オタクミは鼻をすすり、涙をこらえるように頷いた。


「よし……リア先生、弟子入りさせてくださいッッ!」


「じゃあ、まずは丸を描いてください。あ、ゆっくりでいいですよ。次に、縦と横の線を十字に――はい、そこが顔の中心になります」


「な、なるほど……ふむふむ……」


オタクミは本気だった。


いつもの熱量と気迫でペンを握るが、結果は無惨だった。


「くっ……なぜだ! 俺のミスティア様への愛は、こんな歪んだ円ではないはずだッ!」


「だ、大丈夫です、先生! その線、すごく勢いがあります! 元気で、情熱が伝わってきます!」


「フォローがうまいなッ!」


リアはくすっと笑いながらも、本気でそう思っていた。オタクミの線は荒く、ぶっきらぼうだったが、不思議な温かさがあった。

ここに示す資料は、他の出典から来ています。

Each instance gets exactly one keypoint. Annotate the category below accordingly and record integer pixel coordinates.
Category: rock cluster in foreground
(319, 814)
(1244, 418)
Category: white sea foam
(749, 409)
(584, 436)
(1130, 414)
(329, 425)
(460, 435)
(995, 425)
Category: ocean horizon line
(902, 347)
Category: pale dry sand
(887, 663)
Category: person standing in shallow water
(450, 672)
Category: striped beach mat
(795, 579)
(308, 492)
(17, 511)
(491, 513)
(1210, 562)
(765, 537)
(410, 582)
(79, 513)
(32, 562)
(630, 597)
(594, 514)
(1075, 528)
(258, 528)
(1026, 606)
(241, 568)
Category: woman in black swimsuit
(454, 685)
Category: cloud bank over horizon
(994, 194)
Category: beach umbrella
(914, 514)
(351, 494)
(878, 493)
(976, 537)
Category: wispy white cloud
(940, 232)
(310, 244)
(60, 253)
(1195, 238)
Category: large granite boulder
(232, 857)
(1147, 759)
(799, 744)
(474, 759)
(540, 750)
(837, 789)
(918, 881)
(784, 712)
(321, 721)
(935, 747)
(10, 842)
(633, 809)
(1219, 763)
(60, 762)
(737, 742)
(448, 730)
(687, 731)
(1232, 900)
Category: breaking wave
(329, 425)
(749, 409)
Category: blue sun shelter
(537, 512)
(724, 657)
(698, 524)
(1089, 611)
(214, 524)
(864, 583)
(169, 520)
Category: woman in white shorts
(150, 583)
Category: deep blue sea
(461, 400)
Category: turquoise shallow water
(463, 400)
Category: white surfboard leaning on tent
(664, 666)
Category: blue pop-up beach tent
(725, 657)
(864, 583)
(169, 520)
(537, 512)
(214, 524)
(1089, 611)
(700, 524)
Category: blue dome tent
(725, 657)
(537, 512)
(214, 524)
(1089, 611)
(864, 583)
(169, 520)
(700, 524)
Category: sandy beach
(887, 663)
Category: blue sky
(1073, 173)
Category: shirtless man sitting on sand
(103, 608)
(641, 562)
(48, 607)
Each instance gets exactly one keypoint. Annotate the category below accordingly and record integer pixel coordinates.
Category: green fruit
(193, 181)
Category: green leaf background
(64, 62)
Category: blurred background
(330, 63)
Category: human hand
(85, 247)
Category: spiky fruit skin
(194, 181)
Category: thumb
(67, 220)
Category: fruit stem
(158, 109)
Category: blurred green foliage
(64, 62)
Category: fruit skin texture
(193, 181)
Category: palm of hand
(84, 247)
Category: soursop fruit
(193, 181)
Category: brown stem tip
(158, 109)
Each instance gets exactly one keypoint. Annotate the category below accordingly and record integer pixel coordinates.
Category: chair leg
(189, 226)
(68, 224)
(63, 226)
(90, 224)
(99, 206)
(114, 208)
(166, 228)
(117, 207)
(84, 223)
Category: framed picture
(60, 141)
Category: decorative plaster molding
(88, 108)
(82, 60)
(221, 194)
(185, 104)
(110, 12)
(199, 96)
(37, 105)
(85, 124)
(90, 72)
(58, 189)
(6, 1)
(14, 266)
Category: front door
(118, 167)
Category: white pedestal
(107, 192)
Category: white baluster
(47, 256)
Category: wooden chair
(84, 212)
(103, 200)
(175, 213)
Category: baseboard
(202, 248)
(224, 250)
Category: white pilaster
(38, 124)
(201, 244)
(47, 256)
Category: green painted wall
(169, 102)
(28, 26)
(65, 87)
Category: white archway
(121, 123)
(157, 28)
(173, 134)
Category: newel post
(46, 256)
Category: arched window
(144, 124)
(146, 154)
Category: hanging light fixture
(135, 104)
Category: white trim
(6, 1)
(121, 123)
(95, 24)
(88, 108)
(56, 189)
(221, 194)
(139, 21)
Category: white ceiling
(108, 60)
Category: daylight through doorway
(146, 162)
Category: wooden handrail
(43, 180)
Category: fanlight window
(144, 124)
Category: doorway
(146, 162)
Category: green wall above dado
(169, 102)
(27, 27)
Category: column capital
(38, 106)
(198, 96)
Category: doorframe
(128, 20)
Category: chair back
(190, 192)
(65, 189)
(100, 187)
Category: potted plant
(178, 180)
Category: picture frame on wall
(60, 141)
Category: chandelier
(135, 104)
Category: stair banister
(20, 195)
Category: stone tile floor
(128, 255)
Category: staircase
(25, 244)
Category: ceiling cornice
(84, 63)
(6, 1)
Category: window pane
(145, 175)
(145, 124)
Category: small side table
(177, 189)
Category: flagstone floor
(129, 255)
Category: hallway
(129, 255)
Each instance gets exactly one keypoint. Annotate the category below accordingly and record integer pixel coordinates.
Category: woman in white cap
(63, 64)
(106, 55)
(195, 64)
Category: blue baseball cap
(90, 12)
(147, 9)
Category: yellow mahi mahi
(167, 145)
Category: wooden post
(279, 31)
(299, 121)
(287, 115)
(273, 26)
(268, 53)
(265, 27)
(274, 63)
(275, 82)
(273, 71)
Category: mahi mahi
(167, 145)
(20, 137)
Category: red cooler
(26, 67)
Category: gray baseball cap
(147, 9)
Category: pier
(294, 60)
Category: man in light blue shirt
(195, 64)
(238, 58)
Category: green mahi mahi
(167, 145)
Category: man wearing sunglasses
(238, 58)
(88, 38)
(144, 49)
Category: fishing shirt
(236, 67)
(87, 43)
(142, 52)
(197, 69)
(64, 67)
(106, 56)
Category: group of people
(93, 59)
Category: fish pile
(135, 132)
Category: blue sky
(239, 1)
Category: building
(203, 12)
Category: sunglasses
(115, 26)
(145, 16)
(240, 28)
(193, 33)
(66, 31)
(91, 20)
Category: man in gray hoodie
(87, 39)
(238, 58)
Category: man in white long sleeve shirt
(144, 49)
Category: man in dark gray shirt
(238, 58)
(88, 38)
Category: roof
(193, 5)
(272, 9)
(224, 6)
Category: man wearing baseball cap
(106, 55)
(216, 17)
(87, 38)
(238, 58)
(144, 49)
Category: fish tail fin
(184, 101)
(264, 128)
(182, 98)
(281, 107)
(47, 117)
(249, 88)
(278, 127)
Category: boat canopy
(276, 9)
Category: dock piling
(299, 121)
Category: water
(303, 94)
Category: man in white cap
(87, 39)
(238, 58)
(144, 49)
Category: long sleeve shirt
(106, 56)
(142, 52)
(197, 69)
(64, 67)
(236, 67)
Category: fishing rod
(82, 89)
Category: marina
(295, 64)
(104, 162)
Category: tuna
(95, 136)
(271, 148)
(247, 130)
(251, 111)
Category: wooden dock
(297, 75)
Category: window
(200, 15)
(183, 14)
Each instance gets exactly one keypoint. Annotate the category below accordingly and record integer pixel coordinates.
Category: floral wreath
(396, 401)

まるで――そのキャラが、誰かに愛されていることを誇りにしているかのような、そんな線だった。



「や、やっと……描けた……」


オタクミは、息も絶え絶えにスケッチブックを差し出した。

そこには、バランスの悪い輪郭、左右でズレた目、折れかけた杖を持つミスティア様が立っていた。


だが――そこには確かに、“愛”が宿っていた。


「先生……その絵、少しだけ魔法をかけてもいいですか?」


「ん? ああ……頼んだ、リア先生……」


リアは、柔らかな手つきでその絵に彩りを加えていく。


主線はそのままに。髪にツヤを、目に輝きを、肌に温もりを。まるで、命を吹き込むように、そっと、そっと描き加えていく。


数分後。


「……できました!」


そこには、オタクミの荒い線がそのまま活かされた――温かく、どこか懐かしい、唯一無二のミスティアの姿があった。


「これ……俺が描いたミスティア様、か……?」


「はい。先生の線の力強さと、私の魔法が合わさって……新しいミスティア様が生まれました!」


リアの笑顔は、それまでのどの完成イラストよりも誇らしげだった。


オタクミは言葉もなく、それをただ、見つめていた。


(……“上手さ”じゃない。“好き”の総量で描かれた絵って、こんなにも尊いんだな……)



数日後。


カフェの一角。そこには額縁に入った一枚のイラストが飾られていた。


リアが描いた完璧なミスティアたちの隣で、その一枚だけが、少しふぞろいで、手作り感に溢れていた。


けれど、その絵には、他にはない温かさがあった。


「ふふ……これもまた、尊いな」


オタクミがぽつりと呟く。


その隣でリアは、まるで子供の描いた絵を飾る母親のように、優しい笑みを浮かべていた。


そして、二人は肩を並べて座り、自分たちの“はじめての合作”を、静かに見つめ続けた。


それは、まだ未完成な絵だった。拙く、ぎこちない部分もあった。


でも、だからこそ――温かい。


それはまさに、“ふぞろいなスケッチブック”の中で生まれた、小さな奇跡のような一枚だった。